Work Health and Safety Queensland has issued a safety alert highlighting the potential risks associated with the installation of concrete wall panels and outlining steps to address these risks, following the deaths of two construction workers on the $37m Brisbane Racing Club infield redevelopment in October. Yesterday, Queensland Police took the unusual step of arresting and charging an employer, Mr Claudio D'Alessandro, with manslaughter.
The workers were crushed between two concrete wall panels, weighing 11 tonnes, which fell over while one panel was being lifted into place by a crane. Work Health and Safety Queensland is still investigating the incident, and further prosecutions could follow, but the Government has already announced an audit of the State's work health and safety laws.
Although the Safety Alert was issued by Work Health and Safety Queensland, regulators across the country will be paying attention to the progress of this investigation, and anyone involved in a construction project at the moment should be reviewing their own operations, wherever they are.
Concrete panels: identifying the risks
The alert suggests that incidents like the one at Eagle Farm can occur because:
- the panels are not properly restrained at their base or because they are not properly braced across their face;
- the panels are knocked by other panels or by lifting equipment;
- workers do not have adequate means of escape from falling panels; and / or
- inadequate work procedures and environmental factors (eg. wind or soft ground).
Mitigating the risks of concrete panels
To minimise the risk and prevent serious incidents, you need detailed planning tailored to your project. For example, you might need to develop a work plan that allows the panels to be installed or adjusted without having the workers in a pit, or design restraints to minimise the need for workers to manually manipulate the panels.
The Alert says that control measures to prevent pit collapse are essential; it suggests that this should be managed with the assistance of a geotechnical engineer.
If you're conducting a business or undertaking in the construction industry, you should also be aware of and comply with your obligations under the:
- Tilt-up and Pre-cast Construction Code of Practice 2003;
- AS 3850-2015: Prefabricated Concrete Elements;
- Work Health Safety Act 2011 (Qld); and
- Work Health and Safety Regulations 2011 (Qld);
or the equivalents in your State or Territory.
Risk mitigation more generally
Bear in mind that under the law, organisations are required to take a risk-based approach to safety. While alerts and codes of practice set out best practice approaches to reduce risk, organisations must still consult with their workers, health and safety representatives and sometimes external consultants in order to identify and appropriately manage risk.

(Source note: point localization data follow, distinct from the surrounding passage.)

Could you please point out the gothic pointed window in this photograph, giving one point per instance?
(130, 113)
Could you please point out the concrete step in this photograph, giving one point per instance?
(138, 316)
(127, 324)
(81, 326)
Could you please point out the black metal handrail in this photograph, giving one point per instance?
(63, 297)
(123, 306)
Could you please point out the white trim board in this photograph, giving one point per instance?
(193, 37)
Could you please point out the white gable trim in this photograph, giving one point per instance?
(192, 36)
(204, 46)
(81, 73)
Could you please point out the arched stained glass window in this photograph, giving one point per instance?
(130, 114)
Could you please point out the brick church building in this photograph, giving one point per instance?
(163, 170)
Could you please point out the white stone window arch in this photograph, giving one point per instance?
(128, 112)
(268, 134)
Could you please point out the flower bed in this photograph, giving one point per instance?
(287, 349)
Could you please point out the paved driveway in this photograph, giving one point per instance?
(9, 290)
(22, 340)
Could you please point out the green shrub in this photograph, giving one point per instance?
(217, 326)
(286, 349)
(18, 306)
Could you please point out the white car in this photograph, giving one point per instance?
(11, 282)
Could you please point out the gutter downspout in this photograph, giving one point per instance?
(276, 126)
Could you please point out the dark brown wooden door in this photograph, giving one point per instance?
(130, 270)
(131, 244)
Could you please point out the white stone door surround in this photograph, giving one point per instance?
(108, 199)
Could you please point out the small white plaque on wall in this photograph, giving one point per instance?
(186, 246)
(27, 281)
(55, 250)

If you are engaging contractors to perform construction work, organisations should also ensure they have appropriate contractor management systems in place to comply with the organisation's duties to subcontractors and their workers.
Review your operations ‒ and get ready for more change
For anyone involved in construction in Queensland (which includes engaging a construction company), the effect of this prosecution and Safety Alert is clear: review your operation immediately. A proper risk assessment should include an assessment of all foreseeable hazards, including less obvious ones like access and egress, fatigue, and impairment.
Even if you are not in Queensland, regulators will be paying close attention to the Safety Alert and could issue a similar one, or step up their own enforcement activities, so would be wise to run the rule over your own operations now.
More generally, these incidents highlight how important it is for duty holders to identify risks to their workers and others and take all reasonable steps to ensure a safe workplace, particularly in dangerous industries such as construction.
They also could usher in significant changes to work health and safety laws. After the deaths at the Eagle Farm Racecourse and the Dreamworld amusement park, the Queensland Government has announced it will audit the State's work health and safety laws, and consider introducing a new offence of gross negligence causing death and increasing penalties for workplace-related deaths and injuries. Again, regulators elsewhere will be paying close attention to these developments.